= Julien Miquel =

French winemaker and influencer

Julien Miquel AIWS is a French YouTuber and winemaker, best known for making word pronunciation videos on his channel, with over 61,000 uploads as of July 2026.

==Early life and career==
Originally from France, Julien Miquel started learning English in school at age 10. He has lived and worked in Spain and Italy and speaks fluent Spanish, Italian and French. Miquel’s passion for languages began in childhood and continued during his career as a winemaker. He studied biology at University of Toulouse before graduating in 2004 from the French winemaking college Faculté d’Oenologie de Bordeaux. Miquel had an international flying winemaker career from 2004 to 2009, bringing him to some of the most famous wine estates in the world including Château Margaux in Bordeaux region, Château St Jean in Sonoma County, Caiarossa in Tuscany, and Campo Eliseo in Spain with famous winemaker Michel Rolland. For 6 years, he was the Team Leader for Wine-Searcher.

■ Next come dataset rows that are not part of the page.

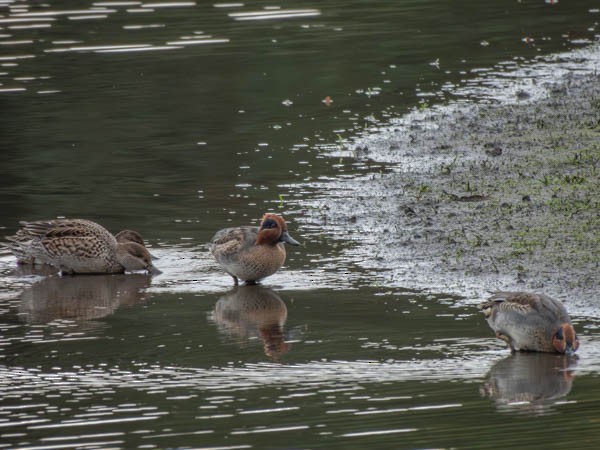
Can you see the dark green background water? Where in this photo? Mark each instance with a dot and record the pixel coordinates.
(178, 140)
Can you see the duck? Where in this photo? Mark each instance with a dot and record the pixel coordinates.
(530, 322)
(79, 246)
(251, 253)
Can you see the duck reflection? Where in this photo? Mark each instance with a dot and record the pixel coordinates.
(251, 311)
(530, 382)
(79, 298)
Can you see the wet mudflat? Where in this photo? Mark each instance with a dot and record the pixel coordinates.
(176, 119)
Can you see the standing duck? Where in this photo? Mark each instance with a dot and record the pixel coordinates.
(79, 246)
(252, 253)
(530, 322)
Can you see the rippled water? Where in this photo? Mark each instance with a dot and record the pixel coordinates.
(179, 118)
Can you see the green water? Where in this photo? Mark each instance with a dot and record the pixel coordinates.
(177, 140)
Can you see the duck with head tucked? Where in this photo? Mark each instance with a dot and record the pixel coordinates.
(530, 322)
(79, 246)
(252, 253)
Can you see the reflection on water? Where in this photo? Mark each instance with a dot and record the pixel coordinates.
(248, 312)
(530, 382)
(83, 297)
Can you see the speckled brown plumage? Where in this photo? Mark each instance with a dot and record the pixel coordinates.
(77, 246)
(252, 253)
(530, 322)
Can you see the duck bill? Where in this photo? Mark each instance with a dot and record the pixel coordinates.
(153, 270)
(569, 351)
(285, 237)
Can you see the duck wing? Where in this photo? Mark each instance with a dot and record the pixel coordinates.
(227, 244)
(524, 304)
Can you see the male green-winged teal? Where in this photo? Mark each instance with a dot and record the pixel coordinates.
(530, 322)
(79, 246)
(252, 253)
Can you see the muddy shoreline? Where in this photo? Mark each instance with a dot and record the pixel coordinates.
(482, 197)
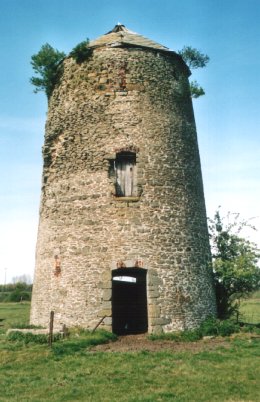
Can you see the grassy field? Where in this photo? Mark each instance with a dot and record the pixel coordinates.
(37, 373)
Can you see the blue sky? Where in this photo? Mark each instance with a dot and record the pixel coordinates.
(228, 117)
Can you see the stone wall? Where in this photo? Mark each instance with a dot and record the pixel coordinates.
(122, 99)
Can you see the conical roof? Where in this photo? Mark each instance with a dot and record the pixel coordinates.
(120, 36)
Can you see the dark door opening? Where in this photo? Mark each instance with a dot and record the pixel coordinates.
(129, 301)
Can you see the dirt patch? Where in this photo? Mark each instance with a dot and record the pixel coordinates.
(137, 343)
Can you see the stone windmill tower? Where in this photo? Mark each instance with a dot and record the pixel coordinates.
(122, 233)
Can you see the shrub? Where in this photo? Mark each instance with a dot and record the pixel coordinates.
(81, 52)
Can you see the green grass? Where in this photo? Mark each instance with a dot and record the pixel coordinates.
(71, 372)
(14, 315)
(250, 309)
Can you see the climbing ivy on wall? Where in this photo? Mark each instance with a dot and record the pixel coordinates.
(47, 64)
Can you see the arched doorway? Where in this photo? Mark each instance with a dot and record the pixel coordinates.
(129, 301)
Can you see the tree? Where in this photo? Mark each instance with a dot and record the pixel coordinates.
(194, 59)
(46, 63)
(235, 259)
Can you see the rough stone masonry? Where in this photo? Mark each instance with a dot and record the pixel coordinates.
(122, 190)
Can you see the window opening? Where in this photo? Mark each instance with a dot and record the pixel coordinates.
(125, 170)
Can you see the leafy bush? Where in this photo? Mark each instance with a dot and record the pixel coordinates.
(81, 52)
(47, 64)
(210, 327)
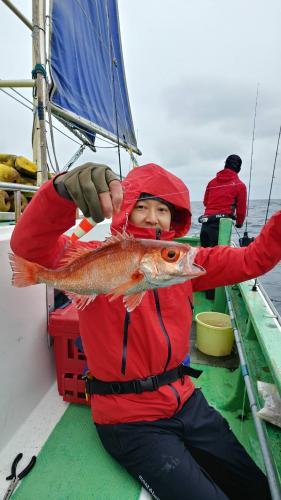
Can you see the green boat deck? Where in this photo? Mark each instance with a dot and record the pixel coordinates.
(73, 465)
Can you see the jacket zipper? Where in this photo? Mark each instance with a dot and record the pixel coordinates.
(158, 309)
(125, 342)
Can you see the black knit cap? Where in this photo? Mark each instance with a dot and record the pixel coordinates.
(233, 162)
(147, 196)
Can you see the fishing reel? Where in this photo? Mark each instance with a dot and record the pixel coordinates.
(245, 240)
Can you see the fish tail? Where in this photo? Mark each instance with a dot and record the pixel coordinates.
(25, 273)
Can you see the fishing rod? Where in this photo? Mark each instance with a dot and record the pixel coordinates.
(245, 240)
(272, 177)
(270, 191)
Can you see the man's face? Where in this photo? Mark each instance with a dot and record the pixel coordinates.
(151, 214)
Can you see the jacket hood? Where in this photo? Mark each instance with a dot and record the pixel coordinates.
(226, 175)
(153, 179)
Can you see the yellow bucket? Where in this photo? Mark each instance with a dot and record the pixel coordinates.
(214, 333)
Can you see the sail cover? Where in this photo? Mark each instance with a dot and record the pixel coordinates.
(89, 90)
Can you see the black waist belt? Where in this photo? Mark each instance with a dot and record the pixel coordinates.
(138, 386)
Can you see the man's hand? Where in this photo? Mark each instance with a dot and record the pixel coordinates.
(94, 188)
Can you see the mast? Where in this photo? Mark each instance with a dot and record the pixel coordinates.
(39, 141)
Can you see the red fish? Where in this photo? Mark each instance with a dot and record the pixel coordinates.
(122, 265)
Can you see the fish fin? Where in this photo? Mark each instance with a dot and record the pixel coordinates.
(73, 252)
(132, 301)
(25, 273)
(136, 277)
(81, 301)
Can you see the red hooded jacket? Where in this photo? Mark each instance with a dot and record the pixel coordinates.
(156, 337)
(226, 194)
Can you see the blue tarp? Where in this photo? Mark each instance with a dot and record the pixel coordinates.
(87, 66)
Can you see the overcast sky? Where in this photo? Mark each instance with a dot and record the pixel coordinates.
(192, 70)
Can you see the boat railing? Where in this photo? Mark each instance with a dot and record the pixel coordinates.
(18, 189)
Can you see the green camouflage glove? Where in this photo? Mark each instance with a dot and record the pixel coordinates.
(84, 186)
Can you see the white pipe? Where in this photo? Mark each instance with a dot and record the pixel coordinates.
(18, 13)
(17, 83)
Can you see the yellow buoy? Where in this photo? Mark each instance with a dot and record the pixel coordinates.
(214, 333)
(7, 173)
(26, 167)
(5, 203)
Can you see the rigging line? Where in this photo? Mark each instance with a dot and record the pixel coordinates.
(50, 160)
(113, 66)
(52, 133)
(272, 177)
(31, 109)
(252, 151)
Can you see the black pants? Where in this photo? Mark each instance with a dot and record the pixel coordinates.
(193, 456)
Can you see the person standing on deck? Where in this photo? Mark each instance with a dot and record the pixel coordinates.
(147, 411)
(225, 196)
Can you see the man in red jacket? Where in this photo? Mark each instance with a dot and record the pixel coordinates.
(225, 196)
(146, 409)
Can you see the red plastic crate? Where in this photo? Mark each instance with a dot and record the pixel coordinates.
(70, 363)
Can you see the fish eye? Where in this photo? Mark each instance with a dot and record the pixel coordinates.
(170, 254)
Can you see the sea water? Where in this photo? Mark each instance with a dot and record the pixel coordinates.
(255, 221)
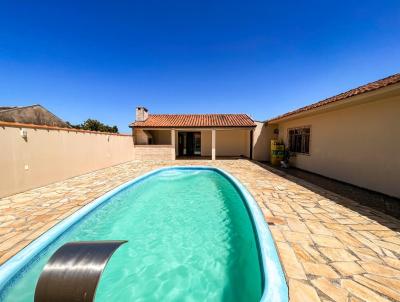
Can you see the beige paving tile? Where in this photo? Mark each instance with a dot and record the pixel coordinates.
(300, 292)
(319, 269)
(379, 269)
(348, 268)
(332, 291)
(362, 292)
(337, 254)
(290, 262)
(326, 241)
(395, 295)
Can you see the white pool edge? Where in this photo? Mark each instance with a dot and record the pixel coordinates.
(275, 287)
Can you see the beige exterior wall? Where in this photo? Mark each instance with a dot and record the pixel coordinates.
(161, 137)
(262, 136)
(48, 156)
(154, 152)
(358, 144)
(206, 143)
(233, 142)
(141, 137)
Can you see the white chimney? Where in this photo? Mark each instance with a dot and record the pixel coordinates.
(141, 114)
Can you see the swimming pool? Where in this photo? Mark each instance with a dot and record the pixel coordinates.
(193, 234)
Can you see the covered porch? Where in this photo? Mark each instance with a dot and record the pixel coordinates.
(193, 143)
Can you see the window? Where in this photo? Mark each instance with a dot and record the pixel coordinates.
(299, 140)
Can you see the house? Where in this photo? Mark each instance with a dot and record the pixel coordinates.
(34, 114)
(352, 137)
(167, 136)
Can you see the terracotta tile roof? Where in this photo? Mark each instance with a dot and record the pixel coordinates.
(393, 79)
(195, 120)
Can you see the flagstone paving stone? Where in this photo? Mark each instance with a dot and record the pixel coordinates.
(331, 247)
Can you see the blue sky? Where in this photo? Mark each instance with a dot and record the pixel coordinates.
(101, 59)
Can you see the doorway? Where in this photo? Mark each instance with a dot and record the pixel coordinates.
(189, 143)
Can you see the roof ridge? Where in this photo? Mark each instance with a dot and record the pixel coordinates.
(158, 114)
(371, 86)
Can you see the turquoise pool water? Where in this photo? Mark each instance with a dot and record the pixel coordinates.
(190, 238)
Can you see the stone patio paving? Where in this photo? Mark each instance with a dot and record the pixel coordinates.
(331, 248)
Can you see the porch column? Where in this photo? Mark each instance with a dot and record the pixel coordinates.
(173, 144)
(213, 140)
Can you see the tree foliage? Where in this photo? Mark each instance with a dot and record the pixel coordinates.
(95, 125)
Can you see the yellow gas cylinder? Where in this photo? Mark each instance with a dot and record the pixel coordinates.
(277, 152)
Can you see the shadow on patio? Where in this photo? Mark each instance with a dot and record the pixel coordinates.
(367, 203)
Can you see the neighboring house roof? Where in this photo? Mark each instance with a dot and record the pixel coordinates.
(195, 120)
(35, 114)
(393, 79)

In 2015, the website founded by Julien Miquel was awarded 2015 Best New Wine Blog by the Wine Bloggers Conference. That same year, Miquel was ranked among the top ten most influential people in the world of wine on the internet and social media, according to the website Klout. After making his first YouTube videos on pronunciation in 2019, which focused initially on names of wines such as Cabernet Sauvignon and Pinot Noir as well as less-known geographic designations such as Gevrey-Chambertin and Châteauneuf-du-Pape, Miquel went on to produce thousands of videos about food, brands, vocabulary, and various expressions.

Some of his most popular and viewed videos count with millions of views on YouTube with the most searched-for topics including French and Italian fashion brands such as Louis Vuitton or Givenchy, as well as food and dish names like “croissant,” “Gnocchi,” or “Paella.” In his videos, Miquel explains which syllable to emphasize and points out any potential differences between American and British English, especially around words of foreign origin. Miquel claims to teach listeners the safest bet—the most common pronunciation of the word or various possible alternatives—rather than the definitive pronunciation. His videos are particularly popular in the United States, the UK, and India.